The Bank of Georgetown said Wednesday it had raised $18.1 million in a private stock offering, topping its target of $15 million.
The money will go toward funding the bank’s growth as it prepares to move to a new headquarters in January and continues to beef up its government contracting business, according to chief executive Mike Fitzgerald.
“We are looking down the road a few years,” said Fitzgerald, who co-founded the institution in 2005.
Shares of the bank sold for $19.50 a piece, roughly 124 percent of book value, during its fifth private offering. The last stock sale, in 2011, brought in more than $25 million for the bank.
“We were able to get this offering done very quickly in comparison to others,” said Fitzgerald, adding that this round took about eight weeks. The other offerings, he said, lasted at least twice as long.
The District-based bank, which has $890.52 million in assets, has been looking for new ways to expand in recent months. The day before the 16-day government shutdown went into effect Oct. 1, the bank announced that it was ramping up its government contracting lending unit. Jeff Satterly, an executive at Virginia Commerce Bank, was hired to lead the team.
“Through the sequestration and the shutdown, government contracting was getting a bad rap,” Fitzgerald said. “Banks were getting very nervous about that industry, which created an opportunity for us.”
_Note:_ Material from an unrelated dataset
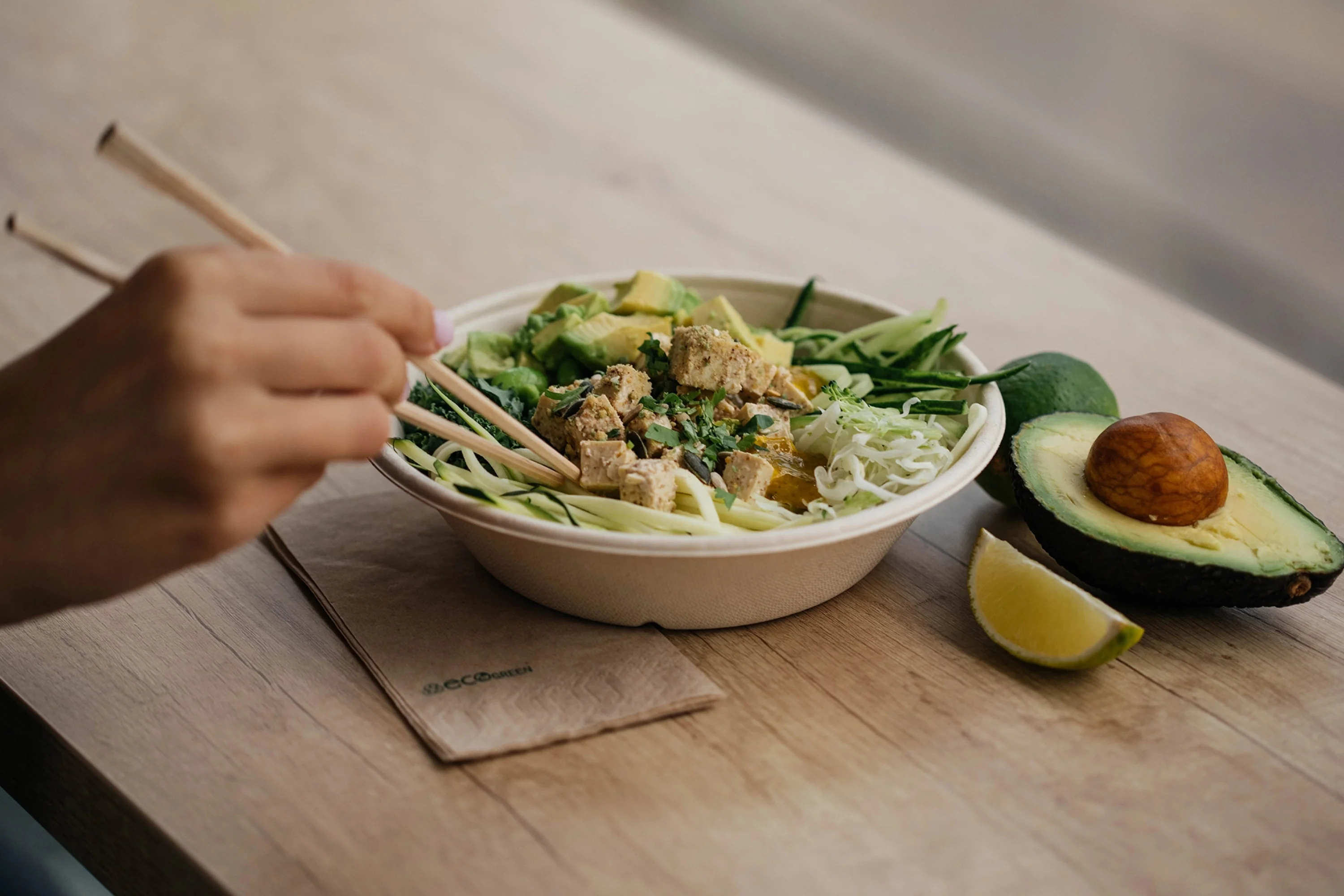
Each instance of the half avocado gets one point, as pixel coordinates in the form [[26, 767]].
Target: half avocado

Fitzgerald said he plans to continue adding to the team in hopes that government contractors will continue to look for loans.
“We’re in an interesting position,” Fitzgerald said. “We’re highly liquid and we’re interested in lending money. It’s how we make our living.”
The bank — which currently has 10 branches — is moving in January to a new headquarters at 30th and M streets NW, a few blocks away from its current perch in Georgetown.
Bank of Georgetown will continue to operate the branch at its current headquarters on Wisconsin Ave. NW, and Fitzgerald said he has plans to open at least one more branch next year.
“We’re constantly looking to expand,” he said. “Geographically, we will continue our push into Northern Virginia and Maryland.”